2 Joslin Diabetes Center, Harvard Medical School, Boston, Massachusetts, United States
- At lower temperature (15°C), the daf-2(e1370) mutants are long-lived to the same extent as at higher temperatures (Figure 1). In addition, at lower temperature (15°C) daf-2(e1370) mutants are also stress resistant (Gems et al. 1998).
- The transcription factors DAF-16 and SKN-1 that are phosphorylated directly by IIS, and thereby prohibited from entering the nucleus, are nuclear in daf-2(e1370) mutants at 15°C to the same extent as at higher temperatures (Lin et al. 2001 PMID:11381260; Tullet et al. 2008; Ewald et al. 2015).
These findings suggest that IIS is reduced comparably at 15°C and 25°C and argues against the assumption that e1370 is necessarily a temperature-sensitive allele in the classic sense where temperature affects protein folding and activity.
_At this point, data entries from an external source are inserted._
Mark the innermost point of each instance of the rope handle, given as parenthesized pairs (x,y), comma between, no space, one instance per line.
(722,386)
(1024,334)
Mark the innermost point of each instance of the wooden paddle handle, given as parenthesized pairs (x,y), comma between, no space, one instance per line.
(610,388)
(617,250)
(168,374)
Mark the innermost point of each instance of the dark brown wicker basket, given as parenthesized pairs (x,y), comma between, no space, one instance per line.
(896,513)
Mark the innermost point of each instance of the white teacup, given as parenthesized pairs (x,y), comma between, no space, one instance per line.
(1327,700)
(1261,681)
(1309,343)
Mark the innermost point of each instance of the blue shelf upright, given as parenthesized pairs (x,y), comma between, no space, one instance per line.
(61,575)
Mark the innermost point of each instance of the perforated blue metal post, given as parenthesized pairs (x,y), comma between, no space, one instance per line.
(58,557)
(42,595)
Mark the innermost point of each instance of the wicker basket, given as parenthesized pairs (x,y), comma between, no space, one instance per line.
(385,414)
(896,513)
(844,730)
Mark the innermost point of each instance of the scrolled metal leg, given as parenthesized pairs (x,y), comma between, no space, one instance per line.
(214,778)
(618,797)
Interestingly, about 10% wild-type worms form dauers when grown at 27°C under otherwise standard culturing conditions (ample food and not overcrowded; (Ailion & Thomas 2000 PMID:11063684)). Furthermore, it has been observed that null mutants in other abnormal-DAuer-Formation (daf) genes than daf-2, only show the dauer phenotype at higher temperatures, suggesting that the dauer phenotype itself is temperature sensitive. This observation was published over 30 years ago (Golden & Riddle 1984) and is discussed in (Wood 1988).
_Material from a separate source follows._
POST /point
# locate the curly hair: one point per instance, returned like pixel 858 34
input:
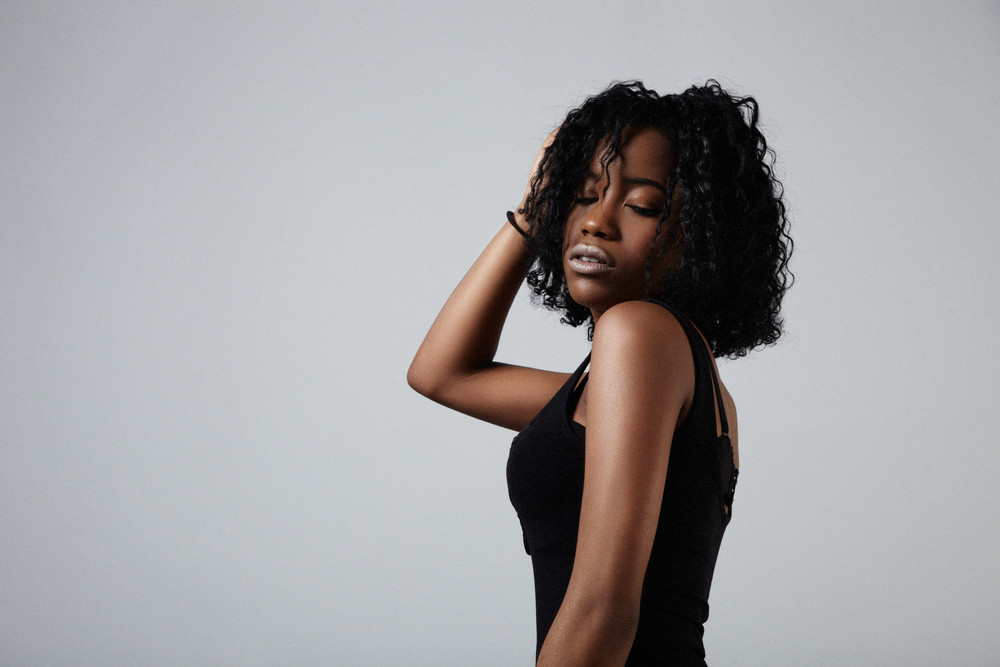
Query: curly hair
pixel 733 271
We are motivated to write to the WBG community by the assumption that during adulthood daf-2(e1370) mutants improperly reactive phenotypes that are reminiscent of dauer larvae (reduced mobility, reduced brood-size, short body size; (Gems et al. 1998)). Recently, we have shown that daf-2(e1370) mutants form dauers independent of SKN-1/NRF1,2,3 and that SKN-1 is only required for the daf-2(e1370)-longevity phenotype when these dauer-related phenotypes are not activated during adulthood (Ewald et al. 2015). Furthermore, comparing expression profiles of daf-2(e1370) mutants with dauer larvae revealed that they share only a common overlap under conditions that reactivate these dauer phenotypes (e.g., daf-2(e1370) at higher but not at lower temperatures; (Ruzanov et al. 2007 PMID:17543485; McElwee et al. 2004 PMID:15308663; Ewald et al. 2015)). Finally, treating wild-type worms with dauer pheromone was sufficient to increase lifespan (Kawano et al. 2005 PMID:16377915; Ewald et al. 2015). This suggests that there might be a dauer program activated in daf-2(e1370) mutants at higher temperatures that masks other underlying mechanisms of reduced IIS on lifespan. Further research is required, however, these findings suggest that reduced IIS can extend lifespan via dauer-dependent and dauer-independent mechanisms and this changes the interpretation of experiments performed with daf-2(e1370) mutants under conditions that promote these dauer-associated phenotypes.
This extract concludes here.